AUSTIN - A start-up stacked with veteran industry players is hoping to give Intel-based server makers a run for their money with enterprise-class machines designed to ease the transition from 32- to 64-bit computing.
Newisys, founded two years ago by former IBM executives, has been demonstrating its first product, a dual-processor server that uses AMD's 32/64-bit Opteron processor. Opteron, code-named Hammer, is the processor AMD is bringing to market early next year in the hope of spiriting market share away from Intel's 64-bit Itanium.
"AMD made all the right decisions relative to compatibility, price/performance and the attributes we would like to see for [customers]," says Newisys CEO Phil Hester.
Hester is a veteran of IBM, where he was CTO and vice president for the PC Division, and vice president of development for the RS/6000. He founded Newisys with Clay Cipione, a former vice president of development at AOL and director of workstation development at IBM. The company has landed $28 million in venture funding from Austin Ventures, New Enterprise Associates and AMD. Mike Maples Sr., former senior vice president of products at Microsoft, sits on the Newisys board of directors.
The Opteron processor has garnered a lot of interest because it runs 32- and 64-bit applications in native mode, unlike Intel's Itanium 2 processor, which runs 32-bit applications in a slower emulation mode. In that mode applications run only about half as fast as they would on a 32-bit server.
Users with enterprise resource planning or database applications will find the Opteron an attractive alternative to the Itanium, AMD says. Customers will be able to run 32- and 64-bit code without the performance degradation they would see in emulation mode.
John Humphries, senior research analyst at IDC, says Intel's answer to 64-bit processing power is the Itanium, which requires a forklift upgrade rather than a simple migration. "With AMD's Opteron, customers can move to 64-bit when they are ready and when they want to," he says.
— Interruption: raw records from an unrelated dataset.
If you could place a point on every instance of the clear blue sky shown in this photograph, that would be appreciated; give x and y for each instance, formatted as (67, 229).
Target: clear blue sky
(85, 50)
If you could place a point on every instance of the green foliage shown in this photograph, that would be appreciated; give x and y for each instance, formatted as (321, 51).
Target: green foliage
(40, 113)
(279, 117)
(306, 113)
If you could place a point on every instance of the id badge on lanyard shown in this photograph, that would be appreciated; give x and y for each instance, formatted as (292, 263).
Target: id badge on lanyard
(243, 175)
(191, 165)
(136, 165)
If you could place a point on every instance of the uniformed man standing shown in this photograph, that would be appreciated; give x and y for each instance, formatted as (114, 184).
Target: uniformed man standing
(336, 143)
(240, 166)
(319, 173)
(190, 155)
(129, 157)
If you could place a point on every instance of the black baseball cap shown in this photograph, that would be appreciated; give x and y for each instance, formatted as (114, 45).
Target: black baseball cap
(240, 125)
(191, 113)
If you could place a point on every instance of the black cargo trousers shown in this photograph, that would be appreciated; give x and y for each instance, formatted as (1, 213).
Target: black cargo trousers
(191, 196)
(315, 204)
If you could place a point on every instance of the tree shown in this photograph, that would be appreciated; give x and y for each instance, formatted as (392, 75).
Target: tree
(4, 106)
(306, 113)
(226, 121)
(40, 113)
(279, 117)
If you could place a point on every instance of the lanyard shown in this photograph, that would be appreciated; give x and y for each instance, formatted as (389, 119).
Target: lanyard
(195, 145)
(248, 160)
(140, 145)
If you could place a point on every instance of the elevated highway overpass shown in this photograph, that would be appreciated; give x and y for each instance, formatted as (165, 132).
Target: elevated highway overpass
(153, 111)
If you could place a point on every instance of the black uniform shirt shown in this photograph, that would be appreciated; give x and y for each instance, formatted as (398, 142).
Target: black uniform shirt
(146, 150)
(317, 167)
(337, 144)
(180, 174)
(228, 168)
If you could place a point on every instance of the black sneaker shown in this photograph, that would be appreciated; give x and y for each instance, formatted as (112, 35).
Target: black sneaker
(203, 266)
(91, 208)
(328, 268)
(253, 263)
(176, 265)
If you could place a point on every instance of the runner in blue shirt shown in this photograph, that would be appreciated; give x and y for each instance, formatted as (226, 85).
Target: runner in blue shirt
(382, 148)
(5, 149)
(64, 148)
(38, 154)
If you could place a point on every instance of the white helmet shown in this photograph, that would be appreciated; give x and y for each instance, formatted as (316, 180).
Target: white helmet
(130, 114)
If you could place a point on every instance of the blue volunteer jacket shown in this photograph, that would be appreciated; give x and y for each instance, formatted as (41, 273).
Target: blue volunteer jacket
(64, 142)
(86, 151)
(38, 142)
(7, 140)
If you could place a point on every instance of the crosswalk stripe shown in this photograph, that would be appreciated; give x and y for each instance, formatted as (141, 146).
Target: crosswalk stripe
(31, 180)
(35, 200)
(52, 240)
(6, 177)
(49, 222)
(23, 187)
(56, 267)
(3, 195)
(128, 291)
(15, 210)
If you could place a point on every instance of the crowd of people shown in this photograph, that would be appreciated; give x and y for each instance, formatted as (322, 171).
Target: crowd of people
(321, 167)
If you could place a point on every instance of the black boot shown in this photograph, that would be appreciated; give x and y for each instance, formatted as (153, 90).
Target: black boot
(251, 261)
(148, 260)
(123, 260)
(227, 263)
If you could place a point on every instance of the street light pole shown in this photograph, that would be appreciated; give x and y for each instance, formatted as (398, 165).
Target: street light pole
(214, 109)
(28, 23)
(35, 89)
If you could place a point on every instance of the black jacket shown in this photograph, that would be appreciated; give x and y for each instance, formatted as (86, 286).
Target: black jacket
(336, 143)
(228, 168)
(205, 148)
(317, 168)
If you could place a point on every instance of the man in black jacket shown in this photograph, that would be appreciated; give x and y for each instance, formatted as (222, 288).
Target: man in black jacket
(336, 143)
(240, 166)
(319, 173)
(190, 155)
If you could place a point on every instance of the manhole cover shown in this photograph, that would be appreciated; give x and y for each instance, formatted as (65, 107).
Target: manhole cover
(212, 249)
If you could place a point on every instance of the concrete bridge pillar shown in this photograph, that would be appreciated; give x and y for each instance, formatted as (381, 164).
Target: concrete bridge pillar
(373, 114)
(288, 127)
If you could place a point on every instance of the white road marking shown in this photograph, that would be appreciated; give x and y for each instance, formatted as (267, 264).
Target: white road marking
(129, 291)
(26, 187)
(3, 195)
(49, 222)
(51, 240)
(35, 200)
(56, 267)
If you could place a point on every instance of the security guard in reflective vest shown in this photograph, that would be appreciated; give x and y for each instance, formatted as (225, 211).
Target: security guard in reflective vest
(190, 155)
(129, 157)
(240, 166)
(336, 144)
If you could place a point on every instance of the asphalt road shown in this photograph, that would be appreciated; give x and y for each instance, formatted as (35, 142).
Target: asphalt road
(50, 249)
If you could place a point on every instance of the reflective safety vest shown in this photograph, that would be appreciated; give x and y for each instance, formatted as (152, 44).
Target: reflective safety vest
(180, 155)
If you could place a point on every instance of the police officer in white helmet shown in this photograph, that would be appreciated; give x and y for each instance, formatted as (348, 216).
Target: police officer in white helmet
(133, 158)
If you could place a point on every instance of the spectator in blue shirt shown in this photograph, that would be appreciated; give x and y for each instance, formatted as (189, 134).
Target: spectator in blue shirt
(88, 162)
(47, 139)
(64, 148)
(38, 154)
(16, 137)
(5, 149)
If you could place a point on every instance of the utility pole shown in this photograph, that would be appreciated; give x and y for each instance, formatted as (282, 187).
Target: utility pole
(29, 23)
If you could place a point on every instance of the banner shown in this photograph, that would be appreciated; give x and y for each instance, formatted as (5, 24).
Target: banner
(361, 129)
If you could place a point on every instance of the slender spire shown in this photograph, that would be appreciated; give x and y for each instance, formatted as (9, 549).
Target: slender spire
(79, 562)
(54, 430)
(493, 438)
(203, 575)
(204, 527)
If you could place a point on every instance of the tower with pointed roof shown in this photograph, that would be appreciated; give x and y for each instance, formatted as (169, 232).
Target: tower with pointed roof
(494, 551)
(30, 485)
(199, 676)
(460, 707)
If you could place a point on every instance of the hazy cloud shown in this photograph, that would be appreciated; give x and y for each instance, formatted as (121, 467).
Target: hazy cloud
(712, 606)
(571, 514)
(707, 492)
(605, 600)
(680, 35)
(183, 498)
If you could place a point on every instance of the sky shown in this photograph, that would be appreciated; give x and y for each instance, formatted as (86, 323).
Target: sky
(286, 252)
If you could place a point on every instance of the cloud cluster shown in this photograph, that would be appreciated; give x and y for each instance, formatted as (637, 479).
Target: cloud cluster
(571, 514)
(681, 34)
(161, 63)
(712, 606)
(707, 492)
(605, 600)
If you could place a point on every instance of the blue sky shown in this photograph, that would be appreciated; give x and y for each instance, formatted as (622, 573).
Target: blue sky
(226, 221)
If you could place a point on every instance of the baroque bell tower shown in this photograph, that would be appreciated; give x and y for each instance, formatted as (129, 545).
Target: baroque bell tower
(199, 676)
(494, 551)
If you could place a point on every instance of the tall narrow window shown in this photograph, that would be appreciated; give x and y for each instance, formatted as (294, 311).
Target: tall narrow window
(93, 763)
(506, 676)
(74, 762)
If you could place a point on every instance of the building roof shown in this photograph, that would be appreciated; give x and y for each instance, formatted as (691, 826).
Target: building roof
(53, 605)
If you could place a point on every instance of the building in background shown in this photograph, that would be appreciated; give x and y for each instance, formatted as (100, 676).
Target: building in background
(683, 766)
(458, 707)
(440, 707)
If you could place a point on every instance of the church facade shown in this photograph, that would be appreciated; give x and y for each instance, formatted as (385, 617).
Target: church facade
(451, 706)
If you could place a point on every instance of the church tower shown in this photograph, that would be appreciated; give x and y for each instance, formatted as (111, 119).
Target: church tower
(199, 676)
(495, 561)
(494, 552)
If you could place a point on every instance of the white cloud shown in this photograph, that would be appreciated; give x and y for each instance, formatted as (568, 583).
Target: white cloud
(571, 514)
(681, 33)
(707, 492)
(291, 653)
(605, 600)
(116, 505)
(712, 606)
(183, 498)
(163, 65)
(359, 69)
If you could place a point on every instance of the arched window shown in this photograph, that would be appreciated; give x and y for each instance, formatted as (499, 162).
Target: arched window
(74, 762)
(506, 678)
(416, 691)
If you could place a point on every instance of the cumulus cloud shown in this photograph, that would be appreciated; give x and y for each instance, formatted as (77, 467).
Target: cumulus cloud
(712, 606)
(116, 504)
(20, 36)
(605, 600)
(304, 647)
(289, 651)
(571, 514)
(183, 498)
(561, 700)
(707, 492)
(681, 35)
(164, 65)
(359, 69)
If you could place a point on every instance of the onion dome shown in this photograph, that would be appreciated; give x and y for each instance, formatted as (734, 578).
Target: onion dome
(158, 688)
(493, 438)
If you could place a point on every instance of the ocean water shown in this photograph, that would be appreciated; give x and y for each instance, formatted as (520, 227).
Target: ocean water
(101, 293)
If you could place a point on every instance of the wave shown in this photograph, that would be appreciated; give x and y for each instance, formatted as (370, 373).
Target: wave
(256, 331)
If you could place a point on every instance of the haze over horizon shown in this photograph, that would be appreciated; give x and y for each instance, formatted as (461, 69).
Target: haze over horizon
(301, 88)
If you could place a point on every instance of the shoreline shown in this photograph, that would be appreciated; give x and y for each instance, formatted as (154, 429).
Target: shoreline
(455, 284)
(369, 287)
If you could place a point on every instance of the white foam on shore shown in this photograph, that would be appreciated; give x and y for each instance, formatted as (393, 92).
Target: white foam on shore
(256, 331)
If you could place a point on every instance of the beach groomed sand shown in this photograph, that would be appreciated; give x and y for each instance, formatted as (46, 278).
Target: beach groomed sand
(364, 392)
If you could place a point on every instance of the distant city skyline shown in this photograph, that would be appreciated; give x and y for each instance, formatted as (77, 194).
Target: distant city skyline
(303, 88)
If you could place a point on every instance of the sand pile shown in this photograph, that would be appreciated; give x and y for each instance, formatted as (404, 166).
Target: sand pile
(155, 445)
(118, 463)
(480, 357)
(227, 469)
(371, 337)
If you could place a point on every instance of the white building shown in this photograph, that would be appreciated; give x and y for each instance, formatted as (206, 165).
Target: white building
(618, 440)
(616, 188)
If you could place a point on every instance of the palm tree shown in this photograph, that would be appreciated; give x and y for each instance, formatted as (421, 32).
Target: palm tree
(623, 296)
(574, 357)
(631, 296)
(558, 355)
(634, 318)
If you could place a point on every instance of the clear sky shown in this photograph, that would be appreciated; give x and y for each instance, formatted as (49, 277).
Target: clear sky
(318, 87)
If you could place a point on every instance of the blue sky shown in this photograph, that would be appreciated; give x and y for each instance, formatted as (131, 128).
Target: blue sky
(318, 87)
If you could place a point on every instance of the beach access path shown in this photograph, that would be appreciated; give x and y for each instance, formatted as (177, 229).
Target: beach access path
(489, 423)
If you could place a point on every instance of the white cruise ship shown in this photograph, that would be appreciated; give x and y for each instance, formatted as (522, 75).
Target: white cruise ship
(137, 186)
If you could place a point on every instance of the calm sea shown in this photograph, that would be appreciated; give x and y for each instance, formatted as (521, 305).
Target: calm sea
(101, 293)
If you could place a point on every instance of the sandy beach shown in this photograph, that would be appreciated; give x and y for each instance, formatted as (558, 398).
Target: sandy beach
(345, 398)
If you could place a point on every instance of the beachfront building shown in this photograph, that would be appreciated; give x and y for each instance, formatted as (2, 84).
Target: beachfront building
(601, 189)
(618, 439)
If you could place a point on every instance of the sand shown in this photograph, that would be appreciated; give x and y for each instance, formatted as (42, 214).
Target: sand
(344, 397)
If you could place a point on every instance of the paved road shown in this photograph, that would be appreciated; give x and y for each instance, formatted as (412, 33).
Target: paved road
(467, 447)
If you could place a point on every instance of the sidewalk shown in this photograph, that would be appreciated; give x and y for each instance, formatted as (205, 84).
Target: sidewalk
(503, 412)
One potential customer is convinced that servers using the Opteron processor will be successful.
"I'm interested in Opteron for the same reason 286 users were interested in the 386," says Rob Landley, a lead programmer at storage and IP communications company WebOfficeNow in Austin. "It's faster for what I do now and it provides a future upgrade path when I'm ready for it."
The Newisys server, code-named Khepri, is the first in a series of servers with two to 64 processors the company will make. A 3U (5.25-inch-high) four-processor server, code-named Sobek, is in the works. (Khepri and Sobek, like the 'isys' in Newisys, are derived from the names of ancient Egyptian gods and goddesses.)
Newisys says that its server also runs 32- and 64-bit applications faster than conventional servers because it uses a model that speeds interprocessor communications.
"The machine uses a flat, cache-coherent memory-symmetrical multiprocessing model," Hester says. "With 16G bytes of memory you can use the memory as a cache instead of having to go to the disk all the time. You'll see factors of three to four times the performance [of conventional servers] for Web serving alone."
The Newisys server has 512M to 16G bytes of memory and one or two hot-swappable 36G-byte drives. It is managed remotely from a browser and can be linked to systems management frameworks from Computer Associates, Tivoli Systems and Hewlett-Packard.
Advantage in size
The size of the Newisys offering - it is a 1U (1.75-inch-high) rack-mounted server - also is an advantage, observers say. In contrast, HP's smallest Itanium 2 server, the rx2600, is twice the height.
"You won't see any 1U Itaniums in the short term," says Jamie Gruener, senior analyst at The Yankee Group.
The Opteron processor has a smaller surface space and CPU packaging, lower power consumption and heat dissipation, and a simpler design than the Itanium, Newisys says.
An Intel spokesman says the Itanium is not meant to be built into 1U servers suitable to Web serving applications, but for the second and third tiers of the Internet infrastructure.
The biggest hurdle to adoption of the Opteron might be the lack of a major vendors such as Dell, HP or IBM deploying it for their servers.
"One of Newisys' biggest challenges is to get a Tier-1 manufacturer to sign on to distribute its servers," Humphries says. Newisys is pinning its plans on distributing its servers only through these vendors.
Provider to Tier-1 OEMs
"Our strategy is to be a technology provider to the Tier-1 OEMs and the systems builders that service the white-box channel," Hester says. "Very clearly our goal is to provide technology to companies like IBM, Dell, HP, Fujitsu and Hitachi."
The company says it doesn't expect to sign any OEM deals until year-end, closer to the time the Opteron will be available.
Analysts are warming up to the success of AMD servers, especially because IBM and RedHat recently said they would support the platform.
"A major vendor has to test the water," Gruener says. "That will be the litmus test to see if there is enough customer interest. There's enough acrimony out there about price that if a vendor could come out with a server that was cheaper [than a 32-bit Intel box] and performed as well, users would take an interest in it."
According to Newisys, the server, which runs Windows NT/2000 and Linux, could sell for about $2,500. A similar Dell server sells for $2,750.